Effect of Different Cooking Methods on the Bioactive Components, Color, Texture, Microstructure, and Volatiles of Shiitake Mushrooms.

The effects of different cooking methods (steaming, boiling, air frying, and oven baking) and cooking times (0, 5, 10, 15, and 20 min) on the bioactive components (total phenol, total flavonoid, crude polysaccharides, and eritadenine), color, texture, microstructure, and volatiles in shiitake mushrooms were investigated in this study. Steaming, boiling, and air frying for 5-20 min could decrease the contents of all the four bioactive components in the shiitake mushroom. However, oven baking for 5 min and 10 min showed the highest contents of total phenolics and total flavonoids, respectively. Moreover, the lowest losses of crude polysaccharides and eritadenine were observed for oven baking for 5 min and 15 min, respectively.

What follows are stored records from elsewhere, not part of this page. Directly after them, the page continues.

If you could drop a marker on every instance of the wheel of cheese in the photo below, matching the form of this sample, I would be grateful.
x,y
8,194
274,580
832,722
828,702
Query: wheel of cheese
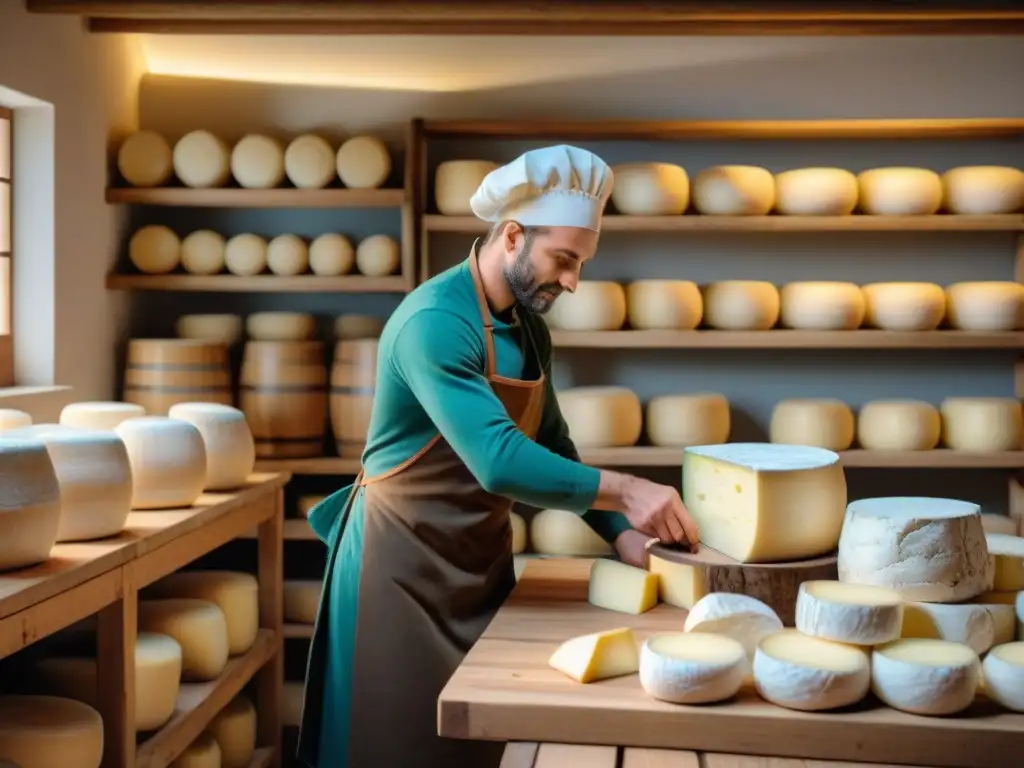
x,y
741,305
816,192
309,162
456,181
331,254
822,422
601,417
155,250
230,451
50,731
926,677
929,550
595,305
650,189
364,163
982,423
664,304
168,462
144,159
556,531
904,306
681,420
734,190
258,162
202,160
900,192
985,306
822,306
982,189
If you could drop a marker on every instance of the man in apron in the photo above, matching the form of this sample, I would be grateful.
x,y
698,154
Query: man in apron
x,y
465,422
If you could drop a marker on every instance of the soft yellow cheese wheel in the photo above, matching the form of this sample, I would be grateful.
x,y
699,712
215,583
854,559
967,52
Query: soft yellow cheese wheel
x,y
681,420
664,304
650,189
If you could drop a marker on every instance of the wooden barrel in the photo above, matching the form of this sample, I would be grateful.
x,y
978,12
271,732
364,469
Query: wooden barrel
x,y
283,392
353,381
160,373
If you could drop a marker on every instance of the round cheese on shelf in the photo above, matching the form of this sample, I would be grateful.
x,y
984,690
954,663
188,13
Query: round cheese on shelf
x,y
926,677
821,422
740,305
681,420
650,189
734,190
692,669
168,462
601,417
816,192
822,306
155,250
144,159
809,674
49,731
202,160
664,304
929,550
900,192
898,425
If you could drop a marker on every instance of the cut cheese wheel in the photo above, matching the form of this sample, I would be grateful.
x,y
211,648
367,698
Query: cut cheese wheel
x,y
692,669
982,423
601,417
816,192
899,425
809,674
820,422
926,677
597,656
50,731
168,462
764,503
852,613
734,190
929,550
904,306
682,420
664,304
822,306
741,305
900,192
650,189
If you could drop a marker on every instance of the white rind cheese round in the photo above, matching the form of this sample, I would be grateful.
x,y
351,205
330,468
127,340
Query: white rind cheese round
x,y
929,550
808,674
692,669
926,677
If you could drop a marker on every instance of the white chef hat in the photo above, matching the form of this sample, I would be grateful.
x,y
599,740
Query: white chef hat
x,y
552,186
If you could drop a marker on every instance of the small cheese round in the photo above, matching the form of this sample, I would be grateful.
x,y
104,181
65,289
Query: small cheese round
x,y
258,162
926,677
809,674
155,250
650,189
601,417
900,192
144,159
682,420
202,160
692,669
734,190
822,306
741,305
816,192
664,304
898,425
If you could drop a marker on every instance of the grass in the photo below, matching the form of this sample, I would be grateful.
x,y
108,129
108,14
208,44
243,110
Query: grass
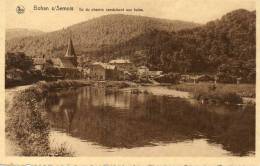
x,y
224,93
28,125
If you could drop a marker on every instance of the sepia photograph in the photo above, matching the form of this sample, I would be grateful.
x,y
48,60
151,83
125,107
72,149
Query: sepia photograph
x,y
130,79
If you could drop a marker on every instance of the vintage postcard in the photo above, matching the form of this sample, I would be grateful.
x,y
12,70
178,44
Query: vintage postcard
x,y
134,82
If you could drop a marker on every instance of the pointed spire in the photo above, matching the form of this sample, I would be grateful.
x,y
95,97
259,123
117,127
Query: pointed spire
x,y
70,50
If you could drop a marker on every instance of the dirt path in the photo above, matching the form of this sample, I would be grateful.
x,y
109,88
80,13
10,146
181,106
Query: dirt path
x,y
11,149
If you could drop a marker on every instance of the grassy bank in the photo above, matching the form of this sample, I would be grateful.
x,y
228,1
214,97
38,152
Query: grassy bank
x,y
28,125
224,93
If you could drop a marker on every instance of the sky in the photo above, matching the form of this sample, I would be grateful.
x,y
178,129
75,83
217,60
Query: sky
x,y
199,11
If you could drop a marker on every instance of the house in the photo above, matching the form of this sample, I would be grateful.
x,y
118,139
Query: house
x,y
67,64
39,63
102,71
142,71
153,74
123,64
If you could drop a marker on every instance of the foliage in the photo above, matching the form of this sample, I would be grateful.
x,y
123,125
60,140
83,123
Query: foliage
x,y
225,47
19,70
169,78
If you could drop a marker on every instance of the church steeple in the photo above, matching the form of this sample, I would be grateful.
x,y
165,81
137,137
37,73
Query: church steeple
x,y
70,50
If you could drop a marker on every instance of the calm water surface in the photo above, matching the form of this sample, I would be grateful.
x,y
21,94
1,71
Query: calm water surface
x,y
161,122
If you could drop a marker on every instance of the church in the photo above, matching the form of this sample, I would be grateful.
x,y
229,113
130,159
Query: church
x,y
67,65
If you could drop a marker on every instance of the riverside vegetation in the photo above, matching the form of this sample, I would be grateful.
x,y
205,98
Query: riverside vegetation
x,y
28,125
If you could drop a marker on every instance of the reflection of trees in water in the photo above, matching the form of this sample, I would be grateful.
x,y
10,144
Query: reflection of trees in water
x,y
153,119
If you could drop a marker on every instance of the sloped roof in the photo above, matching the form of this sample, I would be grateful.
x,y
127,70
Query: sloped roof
x,y
63,62
38,61
56,61
70,50
120,61
105,65
67,63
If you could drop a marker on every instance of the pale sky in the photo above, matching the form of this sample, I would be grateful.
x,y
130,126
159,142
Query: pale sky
x,y
199,11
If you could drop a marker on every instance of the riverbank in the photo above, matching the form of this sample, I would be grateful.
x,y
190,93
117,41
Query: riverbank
x,y
223,93
26,123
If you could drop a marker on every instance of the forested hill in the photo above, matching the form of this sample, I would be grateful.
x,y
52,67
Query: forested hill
x,y
21,32
94,34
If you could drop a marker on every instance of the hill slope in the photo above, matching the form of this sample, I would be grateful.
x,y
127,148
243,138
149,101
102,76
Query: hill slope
x,y
94,34
21,32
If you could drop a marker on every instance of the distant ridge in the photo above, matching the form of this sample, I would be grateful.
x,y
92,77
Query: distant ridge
x,y
107,30
21,32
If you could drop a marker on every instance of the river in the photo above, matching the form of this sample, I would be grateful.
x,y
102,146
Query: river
x,y
94,121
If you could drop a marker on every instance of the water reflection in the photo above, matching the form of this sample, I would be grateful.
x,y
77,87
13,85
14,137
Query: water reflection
x,y
117,119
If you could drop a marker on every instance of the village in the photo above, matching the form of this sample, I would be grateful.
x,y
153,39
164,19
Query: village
x,y
127,85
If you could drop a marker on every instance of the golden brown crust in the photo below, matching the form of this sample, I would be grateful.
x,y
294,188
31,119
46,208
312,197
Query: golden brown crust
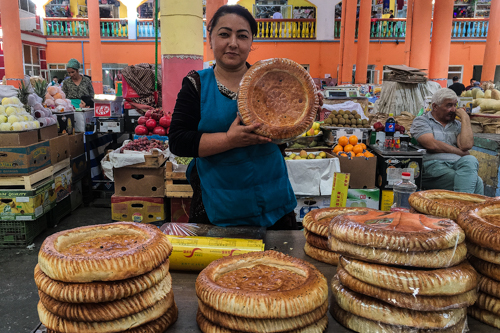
x,y
98,292
261,325
135,260
318,220
326,256
407,301
59,324
376,310
428,259
362,325
437,282
397,231
303,298
159,325
482,225
279,94
108,311
427,202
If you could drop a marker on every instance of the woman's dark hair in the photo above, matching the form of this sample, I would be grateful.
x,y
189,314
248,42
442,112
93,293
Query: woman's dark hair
x,y
233,9
88,101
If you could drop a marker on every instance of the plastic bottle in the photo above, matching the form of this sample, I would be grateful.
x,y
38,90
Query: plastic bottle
x,y
402,191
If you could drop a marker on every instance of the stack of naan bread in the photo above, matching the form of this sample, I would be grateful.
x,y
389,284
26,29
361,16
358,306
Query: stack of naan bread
x,y
261,292
400,272
316,224
106,278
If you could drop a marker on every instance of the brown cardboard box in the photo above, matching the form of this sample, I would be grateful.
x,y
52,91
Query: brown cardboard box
x,y
76,147
59,149
47,132
362,171
139,182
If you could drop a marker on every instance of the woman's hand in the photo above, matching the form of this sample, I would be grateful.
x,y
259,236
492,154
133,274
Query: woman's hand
x,y
240,135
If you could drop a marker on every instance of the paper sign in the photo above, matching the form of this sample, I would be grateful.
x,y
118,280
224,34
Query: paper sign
x,y
339,189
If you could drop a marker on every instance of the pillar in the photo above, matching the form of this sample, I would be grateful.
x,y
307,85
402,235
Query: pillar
x,y
95,45
211,8
491,50
181,45
420,48
365,11
12,44
347,35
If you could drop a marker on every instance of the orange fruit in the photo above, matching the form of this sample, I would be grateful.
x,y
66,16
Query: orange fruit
x,y
348,148
358,149
343,141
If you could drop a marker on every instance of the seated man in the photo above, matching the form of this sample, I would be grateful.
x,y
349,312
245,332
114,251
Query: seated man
x,y
447,163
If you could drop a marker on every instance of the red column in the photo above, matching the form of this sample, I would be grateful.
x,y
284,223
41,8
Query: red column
x,y
347,35
365,7
441,41
420,52
491,50
12,44
95,45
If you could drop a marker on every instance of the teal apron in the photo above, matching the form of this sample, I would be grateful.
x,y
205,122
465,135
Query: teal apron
x,y
242,186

The lightness of shiitake mushrooms was decreased by all treatments; however, steaming could keep a higher brightness compared with other methods. The microstructure was damaged by all cooking methods, especially air frying for 20 min. Meanwhile, steaming for 20 min decreased the hardness mostly, and there was no significant difference with air frying for 20 min. All cooking treatments decreased the complexity of the flavors and the relative contents of volatile compounds; the lowest contents were found when boiling for 5 min. From these results it can be seen that the physical, histological, and chemical features in shiitake mushroom were influenced by cooking methods and times. In addition, our results provide valuable information for the cooking and processing of shiitake mushrooms and other fungi.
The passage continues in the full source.